In my situation, the medication sessions unfortunately maintain my status as a negative stimulus to Charlie. I can try the “power pause” technique as much as I want, but I undo any trust that I earn twice a day when I have to produce that syringe. So I needed extra motivation to help Charlie see me as something other than a syringe-wielding troll. Which is why I found myself needing two types of reinforcement in order to increase Charlie’s motivation to be around me. The negative reinforcement is removing the negative stimuli from the bird (i.e. let him get away from me), combined with positive reinforcement (the reward of getting to mum).
So over the last few weeks, I’ve gradually been increasing the interaction I’ve been having with Charlie before I let him get to mum. Once he stopped panicking, I was able to even offer him my hand to step up on. (I’m lucky he’s had step up training from his previous owner.) At the start, he’d just scramble up my arm and take off from my shoulder to get to mum. Slowly though, the scramble has slowed. After a few weeks of this, he is now slowly climbing up onto my shoulder, talking to me as he’s doing it. He allows me to kiss him on the head and carry him to mum, instead of him having to panic and fly. I’m gradually managing to increase the amount of time he’ll spend with me.
Gradually I am losing my status as a negative stimulus. This is also having a significant impact on my “one person bird” problems. I suspect mum is always going to be Charlie’s favourite and that’s fine. The more trust I build by doing the above, the more I am now able to interact with him without getting bit though. Which is a really great result considering that the preferred human doesn’t want to train or medicate the bird!
Obviously, the more the above works, the less the reinforcement I’m using is going to work long term. If I’m no longer a negative stimulus, getting away from me is no longer reinforcing. If mum is no longer the only person on the planet Charlie wants to be with, her value as a reward for positive reinforcement diminishes too.
All is not lost however. I have lorikeets. They have trained me well in methods of rewarding birds that don’t eat seeds and nuts! (Click here for a blogpost on difficult to reward birds.) I should in theory, soon be able to move onto some normal training with Charlie using those sorts of rewards instead of the normal food rewards that we associate with training.
The other thing that’s going to come up? Charlie’s fear of towels. I’ve found that allowing him to develop a fear of towels has helped speed things up. I wanted to develop some sort of trust with Charlie and I wanted to do it FAST in order to make the medication sessions less stressful to him.
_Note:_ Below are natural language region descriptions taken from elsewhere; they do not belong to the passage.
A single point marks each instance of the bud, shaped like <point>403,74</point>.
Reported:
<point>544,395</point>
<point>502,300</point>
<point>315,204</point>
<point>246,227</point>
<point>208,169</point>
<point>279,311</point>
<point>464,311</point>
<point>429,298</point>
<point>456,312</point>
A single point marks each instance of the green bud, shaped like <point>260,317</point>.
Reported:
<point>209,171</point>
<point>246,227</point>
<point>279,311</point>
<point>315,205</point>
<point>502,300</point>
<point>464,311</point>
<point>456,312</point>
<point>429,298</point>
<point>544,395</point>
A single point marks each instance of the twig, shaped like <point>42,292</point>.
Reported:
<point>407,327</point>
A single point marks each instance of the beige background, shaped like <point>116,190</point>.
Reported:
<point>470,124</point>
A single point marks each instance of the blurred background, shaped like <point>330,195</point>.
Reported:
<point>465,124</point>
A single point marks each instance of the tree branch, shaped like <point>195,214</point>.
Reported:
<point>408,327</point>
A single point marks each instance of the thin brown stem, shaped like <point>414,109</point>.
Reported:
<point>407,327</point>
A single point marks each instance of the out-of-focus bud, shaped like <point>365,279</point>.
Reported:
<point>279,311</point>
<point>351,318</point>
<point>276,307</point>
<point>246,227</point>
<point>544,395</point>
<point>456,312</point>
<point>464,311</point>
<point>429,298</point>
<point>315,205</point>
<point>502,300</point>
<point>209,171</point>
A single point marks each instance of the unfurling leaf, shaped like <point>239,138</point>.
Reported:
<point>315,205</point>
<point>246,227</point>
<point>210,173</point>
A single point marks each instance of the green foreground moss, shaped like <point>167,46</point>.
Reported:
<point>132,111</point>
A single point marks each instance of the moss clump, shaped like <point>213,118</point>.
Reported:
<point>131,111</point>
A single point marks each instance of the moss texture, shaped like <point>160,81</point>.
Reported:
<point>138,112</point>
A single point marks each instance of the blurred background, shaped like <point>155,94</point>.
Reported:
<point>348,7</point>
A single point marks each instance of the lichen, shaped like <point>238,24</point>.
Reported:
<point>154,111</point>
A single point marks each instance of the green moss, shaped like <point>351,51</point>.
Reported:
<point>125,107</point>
So allowing him to blame the towel for his failure to escape me at medication times, has been handy but it isn’t great long term. If a vet ever needs to towel him… I don’t want him to freak out.
Fortunately, I don’t have to towel my other galahs that have permanent conditions when I medicate them. The more practice you have with a syringe – the easier it gets. As I build trust with Charlie, I plan to stop using a towel completely and medicate him in the same way that I medicate the others. They barely even seem to notice when I produce a syringe – it’s just one more quick interaction. By then, I plan to have done enough training with Charlie to be able to do something to reduce Charlie’s fear of towels. (Click here for a post about how I worked to reduce my Eclectus parrot’s fear of wall hangings.)
It’s complicated I guess and no doubt other bits and pieces are going to come up – but it’s worth putting in the effort. Oh and mum has noticed. “It’s weird how Charlie likes you now, isn’t it?” she said the other day. I did think about telling her why, but then it occurred to me that she might start yelling if she notices that I smile whenever I see a walnut.